Tracing the origin of contamination by the bovine tuberculosis bacterium | handles

Even if France is officially free from tuberculose bovine Since 2001 (less than 0.1% of cattle herds are infected with the disease), cases have been regularly declared, mainly in the South-West. Infections can lead to the culling of all animals on a farm, in order to stem the spread of the disease. Most infections are from cattle to cattle, but the wildlifenotably badgers and wild boars, can also serve as a relay. What exactly is the role of wildlife in transmission? To find out, scientists from the Epidemiology Unit and the National Reference Laboratory for Bovine Tuberculosis, within ANSES’s Animal Health Laboratory, set out to trace the transmission dynamics of Mycobacterium bovis, the bacterium that causes the disease. The first results have appeared in the journal Veterinary Research.

A tool to go back in time

To begin, the team studied strains of bacteria taken from the Landes and Pyrénées-Atlantiques on 146 cattle and 21 badgers between 2002 and 2017. By determining the genetic proximity of these strains, they reconstituted a phylogenetic tree, a sort of inverted genealogical tree, retracing the evolution of bacteria. This allowed them to estimate the probability that the ancestors of the bacteria strains circulated in badgers or cattle: “ If two bacteria with close sequences are isolated in cattle, there is a high probability that their common ancestor also circulated in cattle, the same for badgers “, explains Laetitia Canini, epidemiologist and co-author of the study.

This reconstruction of the transmission dynamics showed that during the evolution of the strains studied, there was 52 times more likely that a badger infects a cattle than the reverse. Once the bacterium had been transmitted to a bovine by a badger, its spread has been amplified by transmissions between cattle.
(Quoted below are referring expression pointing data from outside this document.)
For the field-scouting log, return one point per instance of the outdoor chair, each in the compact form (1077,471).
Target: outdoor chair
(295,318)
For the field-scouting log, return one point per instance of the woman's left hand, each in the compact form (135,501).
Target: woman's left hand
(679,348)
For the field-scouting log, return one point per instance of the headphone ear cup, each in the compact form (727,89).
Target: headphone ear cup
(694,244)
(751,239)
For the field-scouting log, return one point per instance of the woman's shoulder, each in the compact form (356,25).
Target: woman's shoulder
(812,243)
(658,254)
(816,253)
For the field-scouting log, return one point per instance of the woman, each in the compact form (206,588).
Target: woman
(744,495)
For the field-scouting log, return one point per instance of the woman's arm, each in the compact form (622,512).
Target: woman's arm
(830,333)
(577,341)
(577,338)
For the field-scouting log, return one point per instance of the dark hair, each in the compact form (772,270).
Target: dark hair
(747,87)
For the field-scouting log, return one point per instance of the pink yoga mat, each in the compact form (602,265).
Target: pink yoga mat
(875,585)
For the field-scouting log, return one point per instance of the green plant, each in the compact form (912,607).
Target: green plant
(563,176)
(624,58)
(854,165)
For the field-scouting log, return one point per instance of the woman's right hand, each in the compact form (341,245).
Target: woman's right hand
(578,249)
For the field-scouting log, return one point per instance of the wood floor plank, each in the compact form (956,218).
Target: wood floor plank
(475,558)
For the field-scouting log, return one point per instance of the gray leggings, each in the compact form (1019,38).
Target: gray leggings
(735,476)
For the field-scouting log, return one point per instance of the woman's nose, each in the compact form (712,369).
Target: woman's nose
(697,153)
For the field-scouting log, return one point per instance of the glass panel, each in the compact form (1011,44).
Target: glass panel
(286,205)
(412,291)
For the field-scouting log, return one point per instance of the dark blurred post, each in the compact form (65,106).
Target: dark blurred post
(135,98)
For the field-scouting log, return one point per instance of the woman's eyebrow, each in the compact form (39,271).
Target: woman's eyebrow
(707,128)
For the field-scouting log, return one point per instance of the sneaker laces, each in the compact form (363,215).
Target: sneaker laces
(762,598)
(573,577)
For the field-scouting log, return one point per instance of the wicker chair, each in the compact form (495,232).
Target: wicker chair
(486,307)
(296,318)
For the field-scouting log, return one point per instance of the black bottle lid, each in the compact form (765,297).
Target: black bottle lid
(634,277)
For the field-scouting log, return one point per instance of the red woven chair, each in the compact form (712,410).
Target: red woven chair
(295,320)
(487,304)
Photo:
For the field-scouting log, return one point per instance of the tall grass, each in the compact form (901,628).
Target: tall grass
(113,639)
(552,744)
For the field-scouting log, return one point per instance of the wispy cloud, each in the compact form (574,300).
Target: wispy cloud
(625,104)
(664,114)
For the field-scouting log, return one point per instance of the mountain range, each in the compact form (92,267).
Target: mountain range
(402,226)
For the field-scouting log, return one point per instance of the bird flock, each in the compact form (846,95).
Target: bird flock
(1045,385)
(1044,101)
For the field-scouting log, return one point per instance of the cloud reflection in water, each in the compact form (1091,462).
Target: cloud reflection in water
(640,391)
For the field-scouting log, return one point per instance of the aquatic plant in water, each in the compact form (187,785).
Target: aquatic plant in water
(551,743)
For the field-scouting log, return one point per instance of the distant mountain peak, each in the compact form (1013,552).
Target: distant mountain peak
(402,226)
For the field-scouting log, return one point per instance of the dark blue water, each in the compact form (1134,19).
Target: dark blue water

Identification of the common ancestor of the bacterium

The scientists also determined that the strains of bacteria they studied probably all came from a same bacteria carried by a badger in the 80s. « The bovine tuberculosis control system was set up in the 1960s in cattle. From this period, the prevalence of the disease fell very sharply in cattle. It is possible that the bacterium continued to circulate among badgers in certain areas, at the time there was no wildlife surveillance. “recalls the scientist.

It is now planned to refine the results, by including data from other regions and samples from wild boars. This is the objective of Hélène Duault’s thesis: ” We are going to trace the transmissions more precisely, until we determine “who transmits to whom”, that is to say which group of individuals (breeding or social group) within a species transmitted the bacterium “, she specifies. It will thus be possible, for example, to determine whether wild animals served as an intermediary to transmit the bacterium between two geographically distant farms. The results will make it possible to better adapt and target the bovine tuberculosis surveillance and prevention measures put in place.